Expedia : Why Spark Performs Better than Hadoop? (Opens in new window)

July 26, 2021

A comparative analysis of two data processing engines, Hadoop and Spark

What is Spark?

It's a fast and general-purpose engine for large-scale data processing. Spark is an execution engine that can do fast computation on big data sets.

Spark Vs Hadoop

In this section, we will see how are Hadoop and spark different in terms of Speed, Storage, and Resource Management.

What is Hadoop?

Hadoop consists of two core components, HDFS and MapReduce. HDFS provides a reliable and scalable storage solution for big data sets. MapReduce is a programming model which helps with big data computation.

Spark run programs up to 100 times faster than Hadoop MapReduce when running in memory, or 10x faster when running on disk. But this comparison is drawn via running iterative machine learning models on both. So the actual performance might depend on the use case. Having said that, Spark is definitely the engine to use when working on Machine learning models. And with its ML-Lib library, it's an ideal tool for Data Scientists.

But Hadoop won't become obsolete with time as they both have their different applications or we simply can't prefer one over the other, it largely depends on the use case and application.

Why Spark is fast?

It has an advanced DAG execution engine that supports acyclic data flow and in-memory execution.

Storage?

Spark leverages existing distributed file systems like Hadoop HDFS or cloud storage solutions like AWS S3 or even Big Data Databases like Cassandra etc for large data sets. Spark can also read the data from the local file system but it's not ideal as it means we need to make data available in all nodes in the cluster.

MapReduce?

MapReduce consists of three main phases. i.e. map, reduce and shuffle.
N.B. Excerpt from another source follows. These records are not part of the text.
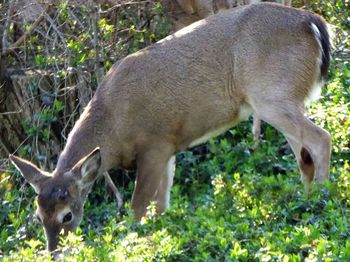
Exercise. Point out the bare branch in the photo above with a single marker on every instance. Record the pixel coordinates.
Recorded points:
(29, 32)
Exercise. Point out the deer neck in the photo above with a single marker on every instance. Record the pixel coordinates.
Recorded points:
(85, 136)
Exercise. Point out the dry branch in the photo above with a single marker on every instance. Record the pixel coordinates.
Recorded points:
(29, 32)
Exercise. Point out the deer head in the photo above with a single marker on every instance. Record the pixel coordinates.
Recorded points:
(60, 196)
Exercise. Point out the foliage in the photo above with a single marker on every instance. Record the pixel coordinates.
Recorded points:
(231, 200)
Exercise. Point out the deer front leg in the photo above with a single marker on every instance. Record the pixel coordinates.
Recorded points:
(152, 181)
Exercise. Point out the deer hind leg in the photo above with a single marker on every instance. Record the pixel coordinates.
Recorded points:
(152, 181)
(311, 144)
(163, 192)
(256, 128)
(305, 162)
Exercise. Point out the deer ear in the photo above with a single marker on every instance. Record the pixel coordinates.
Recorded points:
(88, 168)
(29, 171)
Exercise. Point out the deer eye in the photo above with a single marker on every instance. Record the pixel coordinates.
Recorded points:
(67, 218)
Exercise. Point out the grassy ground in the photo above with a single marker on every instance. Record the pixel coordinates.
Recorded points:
(230, 202)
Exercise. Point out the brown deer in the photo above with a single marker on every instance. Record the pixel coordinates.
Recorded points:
(265, 59)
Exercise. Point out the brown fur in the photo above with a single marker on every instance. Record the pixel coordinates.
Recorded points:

MapReduce is a programming model which was first developed by Google to facilitate distributed computation of large data sets. Spark also uses MapReduce concepts. Spark's goal was not to replace the MapReduce paradigm but to replace Hadoop's implementation of it with it's faster and efficient one.

One of the major reasons for its speed is that it does the data processing in memory.

Resource Management?

While using Hadoop, when you want to run a MapReduce job, you need to have a Hadoop Cluster to execute it. It uses YARN for resource management. The application in Hadoop negotiates with YARN to get the resources it requires for execution.

On the other hand, Spark comes with inbuilt resource management so it doesn't require YARN for managing clusters, nodes, or memory.

A Hadoop cluster is not required to run Spark jobs, we can run it completely independently. We can have a Hadoop cluster for running HDFS and another cluster for executing Spark jobs but it requires more work in setting up and configuring. The second downside is every time the job will need to copy data from a Hadoop cluster to a Spark cluster as there is no data locality and moving data over the network adds a latency cost. Thus it makes sense to run your spark job on the same cluster as HDFS. That way, Spark can also leverage Hadoop's YARN to manage resources instead of using its out-of-the-box resource manager.

Now coming to the point!

Spark enhances and does not replace the Hadoop stack. Spark's main responsibility is to speed up the computation. So you can convert your Hadoop MapReduce jobs to Spark jobs.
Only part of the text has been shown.